Brain tissue may be able to call upon a professional organizer should they find themselves hoarding rubbish. This organizer, like the junk it clears away, works in the molecular scale, but its effects could be momentous. By eliminating misfolded proteins, the organizer, called Nrf2, can avoid the accumulation of toxic clumps that lead to Parkinson’ s i9000 disease (PD) and other neurological conditions.

Nrf2, which stands for nuclear factor erythroid 2-related factor, is certainly itself a protein. It has been known to coordinate certain facets of gene expression, but beyond that, it is also something of the neat freak— as scientists based at the Gladstone Institutes recently discovered.

When these scientists triggered Nfr2 in cellular models of PD, they found they could reduce levels of disease-causing proteins to a normal, healthful range. By restoring protein homeostasis, the scientists avoided the buildup of PD-associated neuron toxicity.

Details of the work appeared December 27 in the Proceedings from the National Academy of Sciences (PNAS), in an article titled, “ Nrf2 Mitigates LRRK2- and α -Synuclein– Caused Neurodegeneration by Modulating Proteostasis. ” LRRK2, or leucine-rich repeat kinase 2, and α -synuclein may take place in mutated forms that are associated with increased risks associated with neurodegenerative diseases.

The PNAS article identifies how the scientists used both rat neurons and human being neurons created from induced pluripotent stem cells. It also information how the scientists programmed the neurons to express Nrf2 plus either mutant LRRK2 or α -synuclein.

Using an one-of-a-kind robotic microscope developed by Steven Finkbeiner’s lab, the researchers tagged and tracked individual neurons with time to monitor their protein levels and overall health.
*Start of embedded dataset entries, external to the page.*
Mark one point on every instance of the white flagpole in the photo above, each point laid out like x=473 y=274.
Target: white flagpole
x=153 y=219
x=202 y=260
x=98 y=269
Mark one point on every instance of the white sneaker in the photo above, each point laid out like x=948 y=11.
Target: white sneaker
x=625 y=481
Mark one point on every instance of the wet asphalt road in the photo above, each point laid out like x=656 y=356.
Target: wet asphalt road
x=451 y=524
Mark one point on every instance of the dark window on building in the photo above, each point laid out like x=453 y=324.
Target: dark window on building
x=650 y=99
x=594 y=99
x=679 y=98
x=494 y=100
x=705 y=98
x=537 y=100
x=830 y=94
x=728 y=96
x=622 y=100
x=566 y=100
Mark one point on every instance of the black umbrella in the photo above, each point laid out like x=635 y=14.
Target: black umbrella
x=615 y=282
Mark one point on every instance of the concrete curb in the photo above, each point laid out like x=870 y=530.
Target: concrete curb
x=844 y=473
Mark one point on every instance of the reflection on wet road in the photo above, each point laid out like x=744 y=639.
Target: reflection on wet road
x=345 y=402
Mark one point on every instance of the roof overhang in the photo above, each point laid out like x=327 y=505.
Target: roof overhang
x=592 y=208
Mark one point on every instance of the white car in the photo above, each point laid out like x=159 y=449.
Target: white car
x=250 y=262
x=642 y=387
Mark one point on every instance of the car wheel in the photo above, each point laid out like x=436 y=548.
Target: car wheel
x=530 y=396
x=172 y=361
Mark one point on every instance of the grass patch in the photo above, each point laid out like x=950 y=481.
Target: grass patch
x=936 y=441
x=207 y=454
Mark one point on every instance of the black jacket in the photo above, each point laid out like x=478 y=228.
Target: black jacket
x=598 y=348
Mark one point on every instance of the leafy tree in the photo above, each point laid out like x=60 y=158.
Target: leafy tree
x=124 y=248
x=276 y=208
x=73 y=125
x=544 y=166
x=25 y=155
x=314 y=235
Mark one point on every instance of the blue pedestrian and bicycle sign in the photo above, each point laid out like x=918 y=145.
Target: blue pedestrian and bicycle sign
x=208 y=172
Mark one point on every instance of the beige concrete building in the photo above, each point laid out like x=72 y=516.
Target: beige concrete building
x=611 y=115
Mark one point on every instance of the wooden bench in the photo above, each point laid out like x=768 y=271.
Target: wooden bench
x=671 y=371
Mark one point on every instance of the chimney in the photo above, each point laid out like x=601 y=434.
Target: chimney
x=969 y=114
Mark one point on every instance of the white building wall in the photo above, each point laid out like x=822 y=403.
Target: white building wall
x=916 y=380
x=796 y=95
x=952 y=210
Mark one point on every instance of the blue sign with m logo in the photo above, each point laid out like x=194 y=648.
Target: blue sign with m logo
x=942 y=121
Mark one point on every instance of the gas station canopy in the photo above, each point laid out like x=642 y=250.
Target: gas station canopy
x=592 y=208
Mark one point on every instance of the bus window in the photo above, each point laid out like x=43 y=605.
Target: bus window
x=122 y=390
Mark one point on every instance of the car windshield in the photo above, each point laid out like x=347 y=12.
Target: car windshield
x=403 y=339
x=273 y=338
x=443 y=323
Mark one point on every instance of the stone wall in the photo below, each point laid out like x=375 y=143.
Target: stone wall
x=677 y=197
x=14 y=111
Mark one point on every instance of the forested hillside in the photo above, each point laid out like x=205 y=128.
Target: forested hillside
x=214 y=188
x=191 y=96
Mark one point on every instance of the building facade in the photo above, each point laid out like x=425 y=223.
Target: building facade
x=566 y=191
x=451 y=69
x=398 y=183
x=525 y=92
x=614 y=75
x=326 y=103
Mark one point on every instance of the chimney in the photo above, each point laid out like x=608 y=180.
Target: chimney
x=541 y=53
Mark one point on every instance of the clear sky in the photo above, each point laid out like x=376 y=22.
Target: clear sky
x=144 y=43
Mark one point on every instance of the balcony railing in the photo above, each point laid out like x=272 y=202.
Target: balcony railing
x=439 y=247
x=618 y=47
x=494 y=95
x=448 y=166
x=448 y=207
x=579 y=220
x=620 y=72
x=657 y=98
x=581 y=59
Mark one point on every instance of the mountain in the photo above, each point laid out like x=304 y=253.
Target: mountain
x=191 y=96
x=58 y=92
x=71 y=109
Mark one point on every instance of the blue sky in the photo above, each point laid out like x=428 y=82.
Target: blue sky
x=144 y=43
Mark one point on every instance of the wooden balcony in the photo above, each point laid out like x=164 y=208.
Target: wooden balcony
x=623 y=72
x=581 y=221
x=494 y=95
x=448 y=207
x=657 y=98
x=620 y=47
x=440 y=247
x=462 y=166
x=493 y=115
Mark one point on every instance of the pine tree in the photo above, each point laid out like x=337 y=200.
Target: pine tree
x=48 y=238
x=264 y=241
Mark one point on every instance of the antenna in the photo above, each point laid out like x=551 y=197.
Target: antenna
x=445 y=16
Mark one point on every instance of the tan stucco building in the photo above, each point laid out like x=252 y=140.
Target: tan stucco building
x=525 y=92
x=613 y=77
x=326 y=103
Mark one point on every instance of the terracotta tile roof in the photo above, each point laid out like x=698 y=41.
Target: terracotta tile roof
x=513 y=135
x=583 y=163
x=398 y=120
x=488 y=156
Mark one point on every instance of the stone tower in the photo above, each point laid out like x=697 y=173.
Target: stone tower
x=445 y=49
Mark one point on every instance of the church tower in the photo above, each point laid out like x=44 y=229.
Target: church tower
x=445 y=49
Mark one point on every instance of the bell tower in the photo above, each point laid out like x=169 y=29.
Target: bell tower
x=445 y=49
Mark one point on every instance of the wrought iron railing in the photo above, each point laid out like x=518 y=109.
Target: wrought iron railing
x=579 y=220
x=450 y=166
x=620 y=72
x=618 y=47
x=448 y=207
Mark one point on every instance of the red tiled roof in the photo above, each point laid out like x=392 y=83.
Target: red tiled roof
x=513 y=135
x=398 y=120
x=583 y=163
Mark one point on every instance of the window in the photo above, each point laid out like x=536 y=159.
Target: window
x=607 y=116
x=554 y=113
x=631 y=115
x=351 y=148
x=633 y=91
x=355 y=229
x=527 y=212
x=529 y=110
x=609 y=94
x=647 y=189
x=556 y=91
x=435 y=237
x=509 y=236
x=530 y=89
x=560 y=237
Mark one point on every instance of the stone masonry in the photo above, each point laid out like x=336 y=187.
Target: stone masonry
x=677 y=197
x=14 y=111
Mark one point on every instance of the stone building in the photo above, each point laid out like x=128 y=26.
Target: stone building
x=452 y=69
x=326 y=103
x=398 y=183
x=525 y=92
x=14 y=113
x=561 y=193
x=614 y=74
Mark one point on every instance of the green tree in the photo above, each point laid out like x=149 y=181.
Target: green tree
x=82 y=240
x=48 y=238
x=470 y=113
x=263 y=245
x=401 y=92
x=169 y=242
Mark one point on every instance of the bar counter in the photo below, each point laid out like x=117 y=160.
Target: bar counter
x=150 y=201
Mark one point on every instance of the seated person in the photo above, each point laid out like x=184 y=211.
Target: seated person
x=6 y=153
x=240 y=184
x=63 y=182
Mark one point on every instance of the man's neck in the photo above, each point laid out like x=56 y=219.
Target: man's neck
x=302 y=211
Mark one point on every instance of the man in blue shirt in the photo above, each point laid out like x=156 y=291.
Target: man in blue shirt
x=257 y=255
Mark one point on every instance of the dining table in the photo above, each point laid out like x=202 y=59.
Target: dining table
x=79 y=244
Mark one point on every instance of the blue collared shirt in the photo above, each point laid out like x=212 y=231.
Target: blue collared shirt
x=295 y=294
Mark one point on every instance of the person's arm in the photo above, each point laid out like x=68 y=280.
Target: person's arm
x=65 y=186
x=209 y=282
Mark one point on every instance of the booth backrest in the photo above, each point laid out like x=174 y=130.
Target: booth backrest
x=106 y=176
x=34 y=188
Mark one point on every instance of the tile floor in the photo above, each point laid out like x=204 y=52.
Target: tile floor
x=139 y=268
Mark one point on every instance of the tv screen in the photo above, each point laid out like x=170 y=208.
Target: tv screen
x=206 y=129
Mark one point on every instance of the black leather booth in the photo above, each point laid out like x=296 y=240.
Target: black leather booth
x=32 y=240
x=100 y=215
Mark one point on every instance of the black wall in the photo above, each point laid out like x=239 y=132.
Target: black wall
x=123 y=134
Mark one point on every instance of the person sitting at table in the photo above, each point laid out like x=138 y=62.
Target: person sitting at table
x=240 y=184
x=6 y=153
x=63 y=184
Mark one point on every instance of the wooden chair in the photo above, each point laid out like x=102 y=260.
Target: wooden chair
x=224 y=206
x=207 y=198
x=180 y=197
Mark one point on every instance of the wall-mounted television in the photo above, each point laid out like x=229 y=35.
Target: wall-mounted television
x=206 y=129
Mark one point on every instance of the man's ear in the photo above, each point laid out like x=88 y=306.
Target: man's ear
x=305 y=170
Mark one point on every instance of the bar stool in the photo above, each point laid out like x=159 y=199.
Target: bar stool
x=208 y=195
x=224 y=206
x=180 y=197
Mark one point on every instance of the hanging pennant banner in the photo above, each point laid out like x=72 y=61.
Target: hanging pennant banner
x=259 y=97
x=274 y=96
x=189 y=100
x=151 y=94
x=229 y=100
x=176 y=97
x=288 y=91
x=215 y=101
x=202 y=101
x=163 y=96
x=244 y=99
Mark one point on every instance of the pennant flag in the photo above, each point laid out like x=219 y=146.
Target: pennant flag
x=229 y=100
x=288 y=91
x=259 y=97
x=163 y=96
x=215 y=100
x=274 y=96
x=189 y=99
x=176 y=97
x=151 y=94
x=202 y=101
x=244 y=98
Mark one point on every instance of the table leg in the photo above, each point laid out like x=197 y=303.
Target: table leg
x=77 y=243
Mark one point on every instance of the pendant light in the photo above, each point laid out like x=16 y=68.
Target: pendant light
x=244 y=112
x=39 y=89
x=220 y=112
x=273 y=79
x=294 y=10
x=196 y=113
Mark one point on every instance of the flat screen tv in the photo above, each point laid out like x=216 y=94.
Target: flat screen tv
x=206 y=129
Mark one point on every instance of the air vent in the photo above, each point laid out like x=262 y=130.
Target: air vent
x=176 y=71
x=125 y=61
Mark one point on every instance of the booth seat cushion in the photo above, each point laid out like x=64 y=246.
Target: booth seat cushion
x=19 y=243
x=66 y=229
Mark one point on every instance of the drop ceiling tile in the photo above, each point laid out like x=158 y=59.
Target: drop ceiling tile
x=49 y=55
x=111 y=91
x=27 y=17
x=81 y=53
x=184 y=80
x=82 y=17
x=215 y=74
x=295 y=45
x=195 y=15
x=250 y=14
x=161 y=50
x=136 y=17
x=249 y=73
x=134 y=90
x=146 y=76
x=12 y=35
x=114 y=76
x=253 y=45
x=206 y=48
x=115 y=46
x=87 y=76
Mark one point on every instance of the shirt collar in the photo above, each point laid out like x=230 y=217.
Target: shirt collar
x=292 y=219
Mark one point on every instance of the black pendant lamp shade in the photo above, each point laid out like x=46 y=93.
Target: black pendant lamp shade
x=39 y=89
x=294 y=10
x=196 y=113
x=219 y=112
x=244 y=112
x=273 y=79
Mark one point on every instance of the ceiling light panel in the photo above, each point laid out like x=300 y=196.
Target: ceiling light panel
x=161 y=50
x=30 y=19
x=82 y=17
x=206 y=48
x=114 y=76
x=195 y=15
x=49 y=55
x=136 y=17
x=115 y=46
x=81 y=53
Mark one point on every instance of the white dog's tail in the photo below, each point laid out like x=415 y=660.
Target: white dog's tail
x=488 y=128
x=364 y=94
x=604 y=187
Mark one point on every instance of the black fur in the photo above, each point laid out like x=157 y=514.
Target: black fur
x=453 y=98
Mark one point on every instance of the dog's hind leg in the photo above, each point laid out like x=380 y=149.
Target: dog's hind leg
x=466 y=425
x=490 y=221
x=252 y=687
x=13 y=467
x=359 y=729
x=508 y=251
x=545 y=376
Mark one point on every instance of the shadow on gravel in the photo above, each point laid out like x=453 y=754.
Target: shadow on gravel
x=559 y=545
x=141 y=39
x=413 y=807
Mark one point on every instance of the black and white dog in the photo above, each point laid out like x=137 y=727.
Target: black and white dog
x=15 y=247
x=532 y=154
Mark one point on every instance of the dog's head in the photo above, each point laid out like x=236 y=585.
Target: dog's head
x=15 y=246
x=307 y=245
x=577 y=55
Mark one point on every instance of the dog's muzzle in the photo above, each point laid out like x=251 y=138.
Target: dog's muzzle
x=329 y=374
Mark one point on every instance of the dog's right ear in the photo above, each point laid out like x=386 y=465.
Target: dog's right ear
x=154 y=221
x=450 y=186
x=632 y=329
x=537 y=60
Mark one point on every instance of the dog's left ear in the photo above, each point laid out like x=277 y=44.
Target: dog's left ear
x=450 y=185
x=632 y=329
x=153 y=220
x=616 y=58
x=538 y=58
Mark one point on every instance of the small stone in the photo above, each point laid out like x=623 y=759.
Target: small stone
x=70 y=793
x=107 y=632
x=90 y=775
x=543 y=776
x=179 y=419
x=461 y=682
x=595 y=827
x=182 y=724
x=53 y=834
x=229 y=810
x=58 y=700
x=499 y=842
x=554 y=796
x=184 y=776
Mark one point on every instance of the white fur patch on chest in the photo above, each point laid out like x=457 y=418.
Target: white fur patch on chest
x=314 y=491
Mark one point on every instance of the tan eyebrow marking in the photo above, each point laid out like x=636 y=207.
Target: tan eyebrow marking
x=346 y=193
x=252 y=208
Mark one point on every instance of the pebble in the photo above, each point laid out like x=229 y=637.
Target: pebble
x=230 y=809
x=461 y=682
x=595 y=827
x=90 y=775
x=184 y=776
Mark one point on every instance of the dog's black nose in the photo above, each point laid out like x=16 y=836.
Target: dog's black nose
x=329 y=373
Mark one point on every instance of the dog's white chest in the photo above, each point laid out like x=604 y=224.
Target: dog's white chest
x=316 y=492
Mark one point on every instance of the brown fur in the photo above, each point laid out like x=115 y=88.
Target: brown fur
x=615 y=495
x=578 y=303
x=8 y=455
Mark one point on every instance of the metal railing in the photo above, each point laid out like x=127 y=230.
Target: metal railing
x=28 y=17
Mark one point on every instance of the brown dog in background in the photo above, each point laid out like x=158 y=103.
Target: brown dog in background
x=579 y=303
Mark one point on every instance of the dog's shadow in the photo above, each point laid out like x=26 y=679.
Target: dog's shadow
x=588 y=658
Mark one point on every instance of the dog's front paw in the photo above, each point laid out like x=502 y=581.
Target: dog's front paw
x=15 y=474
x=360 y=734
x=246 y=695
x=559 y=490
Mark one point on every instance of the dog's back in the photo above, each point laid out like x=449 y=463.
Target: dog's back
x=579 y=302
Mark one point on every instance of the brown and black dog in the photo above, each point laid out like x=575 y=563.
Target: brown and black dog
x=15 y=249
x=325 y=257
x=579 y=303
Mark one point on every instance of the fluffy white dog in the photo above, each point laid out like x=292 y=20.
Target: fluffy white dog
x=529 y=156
They got thousands of images of the cells over the course of a week, measuring the particular development and demise of each one.

“ Using a longitudinal imaging platform, we visualized the as well as location of mutant LRRK2 and α -synuclein within living neurons at the single-cell level, ” wrote the particular authors of the study. “ Nrf2 reduced PD-associated proteins toxicity by a cell-autonomous mechanism that was time-dependent. ”

Essentially, the Gladstone scientists found that Nrf2 turns on several housecleaning mechanisms in the cell to remove extra LRRK2 and α -synuclein. This action, the scientists stressed was “ cell autonomous, ” or restricted to the particular mutated cells. It was distinct from the other action related to Nrf2, a cell-nonautonomous activation of a gene expression system known to mitigate reactive oxygen species.

The newest, junk-clearing action appears to depend on two key mechanisms. Every mechanism handles different misfolded proteins.

“ Nrf2 decreased steady-state levels of α -synuclein in part simply by increasing α -synuclein degradation, ” the PNAS write-up indicated. “ In contrast, Nrf2 sequestered misfolded diffuse LRRK2 into more insoluble and homogeneous inclusion bodies. ”

For mutant LRRK2, Nrf2 drove the particular protein to gather into incidental clumps that can remain in the particular cell without damaging it. For α -synuclein, Nrf2 accelerated the breakdown and clearance of the protein, decreasing its levels in the cell.

“I are very enthusiastic about this strategy for treating neurodegenerative diseases, inch said Steven Finkbeiner, M. D., Ph. D., the senior investigator at Gladstone and the senior author from the PNAS paper. “We’ve tested Nrf2 in models of Huntington’s disease, PD, and amyotrophic lateral sclerosis (ALS), in fact it is the most protective thing we’ve ever found. Based on the degree and the breadth of the effect, we really want to understand Nrf2 and its role in protein regulation better. ”

The scientists say that Nrf2 itself may be hard to target with a drug because it is involved in so many cellular procedures, so they are now focusing on some of its downstream effects: “ By identifying the stress response strategies activated by Nrf2, we also highlight endogenous coping responses that might be therapeutically bolstered to treat PD. ” The scientists hope to determine other players in the protein regulation pathway that connect to Nrf2 to improve cell health and that may be easier to drug.